Announces home-grown platform that will work with its Vivace switch in converged IP/MPLS backbones

September 25, 2003

2 Min Read
Tellabs Unveils Vivace Sibling

At the beginning of this year, Tellabs Inc. (Nasdaq: TLAB; Frankfurt: BTLA) didn’t have a product that addressed the market for converged IP/MPLS backbones.

Now it’s got two.

It’s got a multi-service switch/router, the Tellabs 8800, courtesy of its acquisition of Vivace in May (see Tellabs Snags Vivace for $135M). And now it's got the Tellabs 8600, a home-grown platform aimed at the same market, announced today (see Tellabs Unveils Edge Router).

The idea is that these boxes will work together in carrier networks. The new 8600 is a lower-capacity (42-Gbit/s) edge router optimized for providing Layer 2 and 3 MPLS VPNs in access and regional networks. The 8800 is a bigger beast, designed to sit deeper in the network. It has a capacity of 160 Gbit/s, which can scale to 2.5 Tbit/s, according to Tellabs. It boasts some functions not found on the 8600, aimed at enabling carriers to migrate legacy Frame Relay and ATM services onto IP/MPLS backbones.

In a Light Reading Webinar on IP/MPLS backbones yesterday, Paymon Mogharabi, product line manager for the Tellabs 8800, contended that the box's flow-based multiservice switching was the only surefire way of guaranteeing quality of service for legacy services – a critical issue for carriers.

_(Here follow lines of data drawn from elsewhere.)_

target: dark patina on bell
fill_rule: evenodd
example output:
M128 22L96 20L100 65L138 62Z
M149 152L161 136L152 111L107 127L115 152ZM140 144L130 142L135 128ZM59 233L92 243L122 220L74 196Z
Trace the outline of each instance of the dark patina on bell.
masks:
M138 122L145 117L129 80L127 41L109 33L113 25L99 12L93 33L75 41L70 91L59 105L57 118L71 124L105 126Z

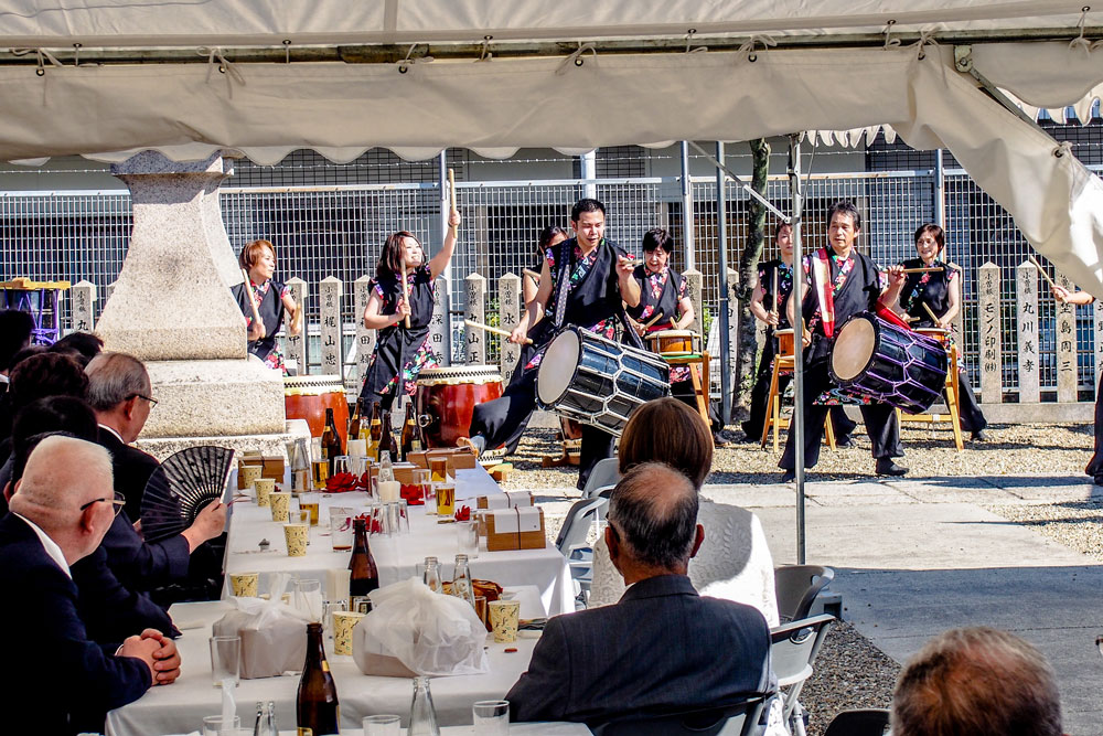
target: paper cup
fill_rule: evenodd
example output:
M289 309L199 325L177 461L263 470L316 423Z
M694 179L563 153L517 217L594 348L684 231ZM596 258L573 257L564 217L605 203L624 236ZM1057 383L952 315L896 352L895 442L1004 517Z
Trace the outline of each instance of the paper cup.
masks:
M517 617L521 615L521 602L516 600L492 600L490 608L490 625L494 631L494 641L500 644L517 640Z
M334 611L333 614L333 653L352 654L352 630L360 623L364 614L352 611Z
M257 489L257 505L267 506L268 497L276 492L276 481L271 478L257 478L253 486Z
M238 487L248 488L254 482L256 482L257 479L259 479L260 476L264 474L264 472L265 472L264 466L242 466L237 470L238 478L240 479Z
M283 524L283 536L287 538L288 557L307 556L307 540L310 536L310 524Z
M289 518L289 514L291 513L290 493L269 493L268 505L272 512L272 521L280 522L282 524L291 521Z
M238 573L229 576L229 589L238 598L256 598L257 584L260 576L257 573Z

Another speaker in the Webinar, Azhar Sayeed, product line manager in the IOS division of Cisco Systems Inc. (Nasdaq: CSCO), begged to differ. He said hardware improvements now mean there's little to choose between multiservice switches and the latest edge routers in this regard.

Tellabs' acquisition of Vivace had a lot to do with the development of the 8600 in its R&D facility in Finland. During development work, Tellabs realized it would need a high-capacity box, and along came Vivace with just such an animal, and a similar vision of how converged IP/MPLS backbones would evolve. "Everything resonated with how we saw things," says Mika Heikkinen, vice president of Tellabs Managed Access Solutions and general manager of Tellabs Finland.

Heikkinen says the combination of the 8600 and 8800 "will kill the complexity of MPLS networks." Tellabs will bring the two boxes under the control of a common management system, so that carriers can provision services from a central console.

The 8600 is already in trials with TeliaSonera AB (Nasdaq: TLSN) and will ship in the first half of next year. A U.S. launch is planned in a couple of months' time, according to Mike Kazban, Tellabs' vice president of marketing for advanced data products.